A mulher de 24
Vou sobrevivendo aos vômitos de angústia
É sobre viver que a gente conversa
Eu-ela, no sanitário das moscas
Uma mulher de 24 anos que fala
com outra mulher de 24 anos
que ela encara no espelho.
Duas amêndoas incertas
O dente canino num amarelo febril
Os seios, desilusórios.
A mão na mão estilhaçada da outra
Odeio lembrar que o que eu digo não marca
odeio dizer que o que sei, outros sabem
Sabem mais, e melhor e mais preciso
Odeio dizer que eu preciso de terapia de plantas
E mais ainda que o transtorno que tenho é responsabilidade minha
E que o suor escorregadio
Traduz meus anseios de morrer na fogueira da mente
Eu, ela, 24 anos
E ainda me deixo sugar pela cama
Ainda passo horas escrevendo e apagando neuroses
Odeio dizer
Estou um pouco bem cansada
E que cada palavra que uso e acho importante, não faria falta.
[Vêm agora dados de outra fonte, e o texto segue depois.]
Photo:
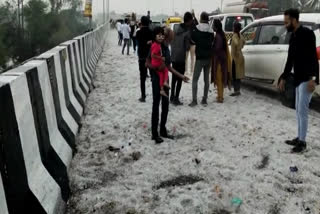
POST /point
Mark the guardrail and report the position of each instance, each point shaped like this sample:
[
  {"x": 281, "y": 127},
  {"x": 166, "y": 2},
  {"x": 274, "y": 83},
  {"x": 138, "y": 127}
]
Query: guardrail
[{"x": 41, "y": 104}]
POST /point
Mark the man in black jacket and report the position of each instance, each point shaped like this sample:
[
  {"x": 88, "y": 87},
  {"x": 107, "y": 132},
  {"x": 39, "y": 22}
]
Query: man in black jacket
[
  {"x": 156, "y": 91},
  {"x": 144, "y": 38},
  {"x": 303, "y": 59},
  {"x": 203, "y": 37},
  {"x": 179, "y": 47}
]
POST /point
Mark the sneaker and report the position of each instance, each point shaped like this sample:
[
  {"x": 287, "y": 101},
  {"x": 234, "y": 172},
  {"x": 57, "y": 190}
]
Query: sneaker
[
  {"x": 167, "y": 136},
  {"x": 172, "y": 99},
  {"x": 302, "y": 146},
  {"x": 193, "y": 104},
  {"x": 293, "y": 142},
  {"x": 163, "y": 93},
  {"x": 142, "y": 99},
  {"x": 157, "y": 140},
  {"x": 235, "y": 94},
  {"x": 204, "y": 102},
  {"x": 177, "y": 102}
]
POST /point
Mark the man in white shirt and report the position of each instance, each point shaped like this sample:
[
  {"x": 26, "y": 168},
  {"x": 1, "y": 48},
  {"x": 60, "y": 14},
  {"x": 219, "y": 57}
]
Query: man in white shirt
[
  {"x": 126, "y": 30},
  {"x": 119, "y": 24}
]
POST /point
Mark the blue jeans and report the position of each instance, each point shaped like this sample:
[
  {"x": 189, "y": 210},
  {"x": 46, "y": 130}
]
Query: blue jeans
[{"x": 303, "y": 98}]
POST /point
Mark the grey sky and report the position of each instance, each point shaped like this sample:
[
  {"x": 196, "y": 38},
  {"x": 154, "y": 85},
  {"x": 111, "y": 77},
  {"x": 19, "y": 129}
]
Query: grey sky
[
  {"x": 158, "y": 6},
  {"x": 155, "y": 6}
]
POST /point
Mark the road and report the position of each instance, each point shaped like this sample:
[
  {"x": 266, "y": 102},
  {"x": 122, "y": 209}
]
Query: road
[{"x": 222, "y": 152}]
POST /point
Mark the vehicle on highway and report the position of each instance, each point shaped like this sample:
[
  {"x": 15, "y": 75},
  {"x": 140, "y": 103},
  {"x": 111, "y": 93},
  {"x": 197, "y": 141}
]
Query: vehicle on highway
[
  {"x": 228, "y": 20},
  {"x": 267, "y": 44},
  {"x": 154, "y": 24},
  {"x": 172, "y": 26},
  {"x": 258, "y": 8},
  {"x": 172, "y": 20}
]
Deitei no chão num zum zum pós almoço
deixei de rimar faz muito tempo
Deitei ouvindo a voz me dizer
Que eu tenho um eu
e outro eu
e outro eu
e legiões malditas
Mas quero o limão da cozinha
O sal indisposto, nem sempre grosso
A união da poesia com o exageiro
Porque a hipérbole me traduz
Mais que a metáfora
Estou um pouco olhativa
Enigmatizante
Transbordona pelas bordas do piso
Ilustrativa
Ponderante
Filosófica, e por isto mesmo ousada
Estou um pouco freudiana
Um pouco espiritualizada
Com mentores soprando seco ao pé dos meus cabelos
Estou um pouco
Deixe-me estar
Let-it be like in the Beatles song
Pare de me socar resposta
Estou um pouco indisposta
Estou um pouco
Deixe-me estar
Deixe-me
Estou um pouco bem exausta
Estamos, eu e ela.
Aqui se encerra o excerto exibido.